Sea-level rises from global warming remain one of the big unknowns in the jostling crowd of climate threats. We know that warming water expands - and so coastal communities will be threatened, as the sea swells in response to rising temperatures. But what about the melting of the land-based ice-sheets of Greenland and Antarctica? And the disappearing mountain glaciers of the Rockies and the Andes? How will a warming world spill these frozen waters into the sea, and so back onto our low-lying cities? Those questions are something that climate scientists try to model, but which they still find difficult to predict.
One way to help knock down that uncertainty is to turn to past records of sea-level fluctuations, to see if they can point to the future. Tie these records tightly enough to detailed temperature records, and scientists may get a better grasp on what their models should be showing. That's what a research team, including Penn State's Michael Mann, have done - looking to North Carolina's salt marshes for a fresh insight into the sea-level conundrum. The results are published online in today's Proceedings of the National Academy of Sciences.
The international team of scientists turned to North Carolina, in part because this area of the world has been geologically quiet for many millennium. Previous sea-level reconstructions are in those parts of the world still on the move - due to tectonic shifts, or where the land is rebounding from the burden of the last Ice Age. That makes deciphering which sea-level changes are down to temperature fluctuations more difficult.
But the marshes off of the US east coast have had a much simpler history - so taking account of the slow resettling of the earth's foundations is much easier here. In order to work out the level of the sea over the last two-thousand years, the team looked at thick slices of muddy sediment in the sheltered waters of the Pamlico Sound. These contain foramnifera, microscopic fossils which can tell scientists the depth of the overlying waters. They were dated accurately using a combination of radiocarbon and pollen sequences.
The results tallied well with other reconstructions, and with local and global tidal gauge records. 'The temperature and sea level reconstructions were determined independently from each other, and yet each shows what we would expect based on the other," said Mann. "Higher temperatures correspond with higher rates of sea level change and vice versa."

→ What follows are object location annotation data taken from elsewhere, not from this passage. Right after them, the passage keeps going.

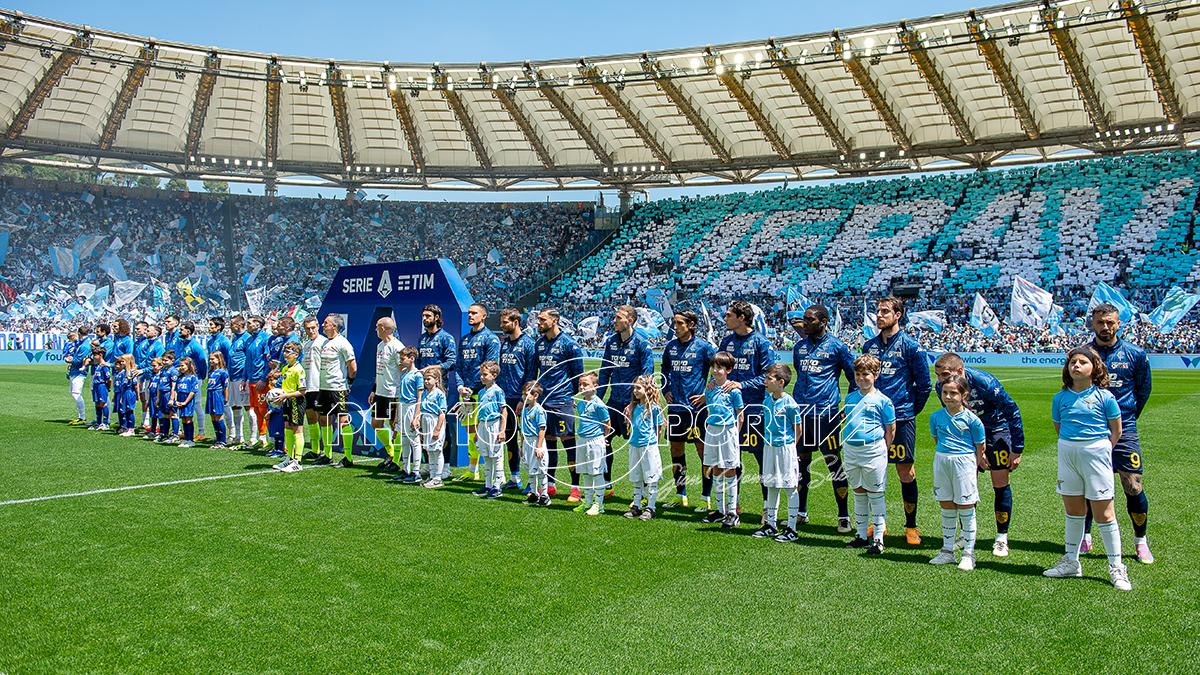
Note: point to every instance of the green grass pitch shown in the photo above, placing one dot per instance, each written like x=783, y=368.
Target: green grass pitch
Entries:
x=339, y=571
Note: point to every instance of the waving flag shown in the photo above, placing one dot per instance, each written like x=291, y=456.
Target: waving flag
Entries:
x=64, y=262
x=1105, y=293
x=983, y=318
x=1175, y=306
x=869, y=329
x=1030, y=305
x=796, y=304
x=589, y=327
x=933, y=320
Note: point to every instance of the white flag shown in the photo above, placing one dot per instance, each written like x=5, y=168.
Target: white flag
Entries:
x=588, y=327
x=124, y=292
x=1030, y=305
x=255, y=298
x=931, y=320
x=983, y=318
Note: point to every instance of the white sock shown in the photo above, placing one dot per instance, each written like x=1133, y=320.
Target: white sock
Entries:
x=862, y=513
x=949, y=527
x=1111, y=536
x=1074, y=536
x=879, y=514
x=772, y=507
x=793, y=507
x=967, y=520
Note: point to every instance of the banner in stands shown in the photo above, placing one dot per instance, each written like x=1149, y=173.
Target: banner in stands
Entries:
x=366, y=293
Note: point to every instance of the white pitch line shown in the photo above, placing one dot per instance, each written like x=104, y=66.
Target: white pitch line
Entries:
x=136, y=487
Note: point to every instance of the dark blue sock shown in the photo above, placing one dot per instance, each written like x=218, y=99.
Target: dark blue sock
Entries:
x=805, y=481
x=909, y=494
x=1003, y=508
x=1138, y=505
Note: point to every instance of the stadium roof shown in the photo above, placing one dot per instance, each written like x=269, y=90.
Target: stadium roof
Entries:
x=1015, y=83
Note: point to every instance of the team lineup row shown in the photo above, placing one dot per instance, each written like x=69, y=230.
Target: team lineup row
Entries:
x=697, y=378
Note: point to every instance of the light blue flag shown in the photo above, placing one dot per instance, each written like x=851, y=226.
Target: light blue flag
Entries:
x=869, y=329
x=1175, y=306
x=64, y=262
x=797, y=302
x=983, y=317
x=658, y=300
x=1105, y=293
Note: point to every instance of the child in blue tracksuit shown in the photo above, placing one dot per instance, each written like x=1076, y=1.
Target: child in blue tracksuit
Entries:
x=101, y=382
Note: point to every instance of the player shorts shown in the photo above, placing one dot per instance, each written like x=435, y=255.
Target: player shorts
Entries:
x=487, y=438
x=293, y=411
x=1085, y=469
x=780, y=469
x=331, y=401
x=904, y=444
x=529, y=457
x=618, y=420
x=820, y=432
x=721, y=447
x=239, y=394
x=685, y=424
x=753, y=438
x=955, y=478
x=589, y=457
x=382, y=407
x=997, y=448
x=1127, y=453
x=867, y=466
x=645, y=464
x=559, y=419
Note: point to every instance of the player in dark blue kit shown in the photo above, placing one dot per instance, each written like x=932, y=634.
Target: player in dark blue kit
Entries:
x=685, y=363
x=820, y=358
x=753, y=353
x=437, y=347
x=904, y=377
x=478, y=346
x=627, y=356
x=557, y=365
x=1129, y=381
x=516, y=368
x=1005, y=434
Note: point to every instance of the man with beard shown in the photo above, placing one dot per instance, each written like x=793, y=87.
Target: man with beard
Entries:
x=820, y=358
x=1129, y=381
x=904, y=378
x=558, y=364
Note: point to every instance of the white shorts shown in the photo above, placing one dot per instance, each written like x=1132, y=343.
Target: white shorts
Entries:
x=955, y=478
x=867, y=466
x=1085, y=467
x=529, y=458
x=76, y=383
x=589, y=457
x=239, y=394
x=645, y=464
x=721, y=447
x=429, y=441
x=487, y=438
x=780, y=467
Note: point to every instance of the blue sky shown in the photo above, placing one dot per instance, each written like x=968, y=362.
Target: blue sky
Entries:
x=472, y=31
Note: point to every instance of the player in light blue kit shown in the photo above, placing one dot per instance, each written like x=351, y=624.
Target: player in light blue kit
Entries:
x=1087, y=419
x=960, y=437
x=868, y=434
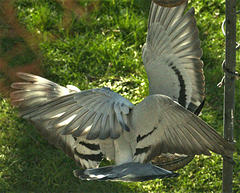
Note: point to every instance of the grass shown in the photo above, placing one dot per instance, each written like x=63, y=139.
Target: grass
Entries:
x=93, y=44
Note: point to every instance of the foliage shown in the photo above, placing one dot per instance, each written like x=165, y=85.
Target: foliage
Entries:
x=95, y=44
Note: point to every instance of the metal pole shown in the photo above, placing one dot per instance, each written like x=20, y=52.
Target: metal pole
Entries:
x=229, y=89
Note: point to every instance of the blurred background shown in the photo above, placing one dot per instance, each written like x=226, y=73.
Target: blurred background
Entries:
x=91, y=44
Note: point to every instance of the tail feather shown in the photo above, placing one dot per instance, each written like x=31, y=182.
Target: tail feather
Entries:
x=128, y=172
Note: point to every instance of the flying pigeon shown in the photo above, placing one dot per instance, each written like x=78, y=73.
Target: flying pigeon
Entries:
x=93, y=124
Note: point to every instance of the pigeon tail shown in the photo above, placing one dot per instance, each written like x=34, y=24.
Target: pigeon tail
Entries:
x=128, y=172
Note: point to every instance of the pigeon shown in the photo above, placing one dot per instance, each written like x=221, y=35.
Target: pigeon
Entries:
x=171, y=57
x=99, y=123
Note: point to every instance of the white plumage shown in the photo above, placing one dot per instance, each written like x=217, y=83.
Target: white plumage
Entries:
x=89, y=125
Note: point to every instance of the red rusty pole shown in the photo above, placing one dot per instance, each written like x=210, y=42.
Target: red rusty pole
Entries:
x=229, y=89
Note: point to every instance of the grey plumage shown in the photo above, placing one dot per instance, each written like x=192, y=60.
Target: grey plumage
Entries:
x=89, y=125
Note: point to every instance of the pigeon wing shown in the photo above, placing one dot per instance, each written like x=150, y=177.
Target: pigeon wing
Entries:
x=171, y=56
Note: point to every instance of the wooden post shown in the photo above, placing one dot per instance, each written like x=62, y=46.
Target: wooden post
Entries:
x=229, y=89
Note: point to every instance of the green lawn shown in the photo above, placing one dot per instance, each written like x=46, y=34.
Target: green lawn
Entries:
x=93, y=44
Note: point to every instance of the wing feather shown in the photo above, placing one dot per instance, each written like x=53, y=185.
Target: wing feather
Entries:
x=172, y=47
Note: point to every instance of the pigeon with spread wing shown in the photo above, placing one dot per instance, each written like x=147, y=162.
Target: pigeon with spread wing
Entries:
x=93, y=124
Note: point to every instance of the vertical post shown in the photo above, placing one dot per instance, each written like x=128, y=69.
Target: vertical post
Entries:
x=229, y=89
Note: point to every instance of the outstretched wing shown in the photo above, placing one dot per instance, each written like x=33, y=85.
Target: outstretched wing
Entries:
x=167, y=127
x=70, y=119
x=171, y=56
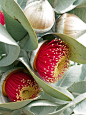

The story of sea level changes fitted a reasonably well-known narrative - and emphasized the suddenness of the most recent changes ascribed to man's tinkering with the climate.
From 100 years BC until 950 AD, sea levels held fairly constant, but with the regional warming of the northern hemisphere, known as the Medieval Warming period, sea levels rose by 2 inches per century. That rise halted with the onset of the 'Little Ice Age' when sea-levels fell slightly. But once the industrialization of the 19th century was well underway, the tide turned firmly back to rising sea levels - and dramatically so.
Over the last century, sea-levels rose at the equivalent of 8-inches per century - a rate unprecedented in the 2000 year-old record. The paper concludes "..in North Carolina the mean rate of rise was 2.1 mm/y in response to 20th century warming. This historical rate of rise was greater than any other persistent, century-scale trend during the past 2,100 years,' the researchers report. That can be seen as an ominous pointer to the future for low-lying communities.